The project’s objective is to demonstrate that standard modulus carbon fiber can be made from textile grade PAN precursor reportedly using less energy and processing time. Roughly half of the cost of producing carbon fiber is attributed to the cost of the acrylic fiber, commonly called PAN, used as starting material. The other half of the cost comes from the conversion process from PAN to carbon fiber. Plasma oxidation technology has been demonstrated by numerous international carbon fiber makers to be faster and use less energy while making a better fiber. According to 4M, combining the benefits of this technology with the low cost of textile fiber has the potential to cut the manufacturing cost by 50%. Lower costs could potentially make carbon fiber available for more automotive light weighting uses and open up markets for strong and lightweight materials that have been constrained by high manufacturing cost. The atmospheric plasma oxidation technology was developed by ORNL and RMX Technologies and exclusively licensed to 4M for commercialization.

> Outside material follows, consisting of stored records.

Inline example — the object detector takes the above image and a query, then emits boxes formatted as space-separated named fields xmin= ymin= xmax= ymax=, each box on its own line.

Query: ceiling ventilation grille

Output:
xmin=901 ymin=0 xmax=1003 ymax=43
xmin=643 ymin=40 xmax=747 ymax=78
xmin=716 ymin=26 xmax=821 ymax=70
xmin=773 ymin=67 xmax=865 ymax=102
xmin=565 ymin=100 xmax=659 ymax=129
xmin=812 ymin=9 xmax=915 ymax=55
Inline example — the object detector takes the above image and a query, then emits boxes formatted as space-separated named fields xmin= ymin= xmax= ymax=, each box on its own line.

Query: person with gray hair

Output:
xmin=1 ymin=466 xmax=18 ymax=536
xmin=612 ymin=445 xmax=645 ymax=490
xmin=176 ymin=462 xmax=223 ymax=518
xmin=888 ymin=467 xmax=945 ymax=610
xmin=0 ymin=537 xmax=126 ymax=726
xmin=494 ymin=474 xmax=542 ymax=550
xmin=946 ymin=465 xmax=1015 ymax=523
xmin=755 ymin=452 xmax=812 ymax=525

Dr. Dayakar Penumadu, who holds a Fred N. Peebles Professorship in the College of Engineering, will serve as a lead investigator at the University of Tennessee leveraging significant resources for this project through the Joint Institute for Advanced Materials (JIAM, Knoxville, TN, US) and Science and Engineering Research Facility (SERF, Knoxville, TN, US) laboratories.

“Low-cost carbon fiber composites have the potential to transform structural and functional materials, they provide a materials/structural designer/manufacturer with a material whose stiffness is higher than steel with weight lower than aluminum, and most importantly, one that can withstand harsh environments without problems associated with corrosion,” Penumadu says.